On the other side of the spectrum are the old humanitarians. Some have been around for decades, kidnapped and/or shot at a few times, got that cushy UN job, and still secretly agree with structural adjustment, but would never say so out loud. Others have recently had an altruistic impulse to apply to be an area coordinator in some forgotten war-torn corner of the world, after having made their money and left their mark as middle-management salesperson of the year. Some are married, but not many. There’s always that one older man in his mid-50s who haunts the local bar whom I assume is there for something more salacious than the happy-hour drink specials.
The 30s however, is where I am. I heard from friends and family that most thirtysomethings with traditional careers are looking for stability: getting married, buying houses, having babies (though not necessarily in that order).
While I don’t think I’m ready to leave the humanitarian world for civilian life just yet, I have started weighing my options up – do I still want this?
I’m good at my job, and 37% of the time I like it. Although I now more regularly ask myself questions like: Will the mosquito nets we gave away be used for the nine-month-old or is it going to be traded to a fisherman for palm wine? I still like travelling to places my grandparents can’t be bothered to look up on a map. I won’t die of a rare tropical disease because I’ve been vaccinated against 90% of the Centers for Disease Control and Prevention’s neglected tropical diseases, sometimes through injections but mostly through natural means. I’d like to get a post somewhere on the same continent as my girlfriend so we can see one another more than one week every six months.
I’ve also been through enough mission-born-but-eventual-long-distance relationships that have failed because of my ‘passion’ to continue helping the world’s children (read: spending hours in a sweltering office staring blankly at excel spreadsheets to fulfil student loan obligations) that I can’t help but laugh at the naivete of my lustful 24-year-old colleagues. But at the same time, I can’t picture myself in my forties or fifties in a small village with bucket-showers and movement restrictions that force me to take a car for the 100 metres between my house and office so I can have lunch.

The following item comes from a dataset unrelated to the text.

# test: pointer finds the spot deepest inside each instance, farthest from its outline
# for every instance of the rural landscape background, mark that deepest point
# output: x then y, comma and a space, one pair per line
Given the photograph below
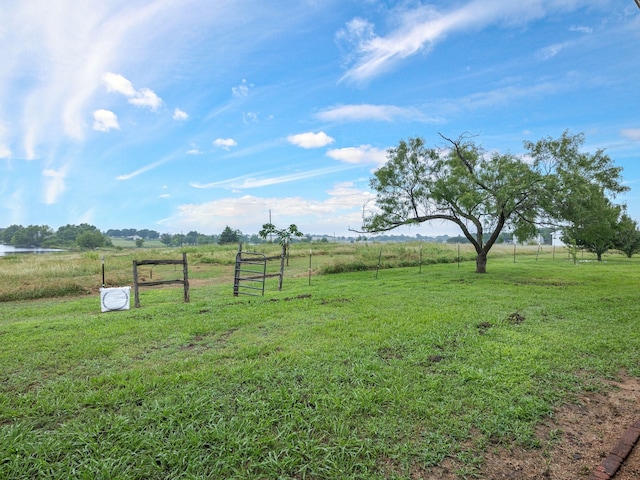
373, 361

But it’s hard to question your life choices when the majority of the people you spend time with are diehard humanitarians, whose how-could-you-even-think-about-not-doing-this face puts a sharp end to any further discussion of my doubts.
I know there are others who feel like me (my girlfriend for one), but then there are colleagues and temporary field friends that seem to not question these things. There are others around my age that love this life and wouldn’t want anything else. They are usually married and maybe have kids that go to the local French school at some exorbitant price. I am not sure if I’m jealous of the stability they maintain while changing countries every year, or if it’s the (assumedly) blind love of the work and lifestyle, but for whatever reason I hate them just a little bit.
So what are my options?
A) I can keep doing this with all my uncertainty and just hope the wrong strain of malaria will make these questions null and void before the depression becomes unsustainable.
B) I give up and get a job at HQ and try to forget everything about working in the field so I can efficiently ignore field staffs’ comments, questions, and requests on Skype.
C) I can leave humanitarian work and start over with a job in a city doing something I know nothing about, but at least the coffee will be of better quality (ie not off-brand instant coffee and powdered milk).
D) I can accept that this was what younger me wanted, try to hold on to what remains of my youthful passion, and attempt to change the system for the better ‘from the inside’.
Whatever choice I make, I know that I don’t want to be that 50-year-old guy just trying to have a beer after work without some 30-year-old jackass silently judging him.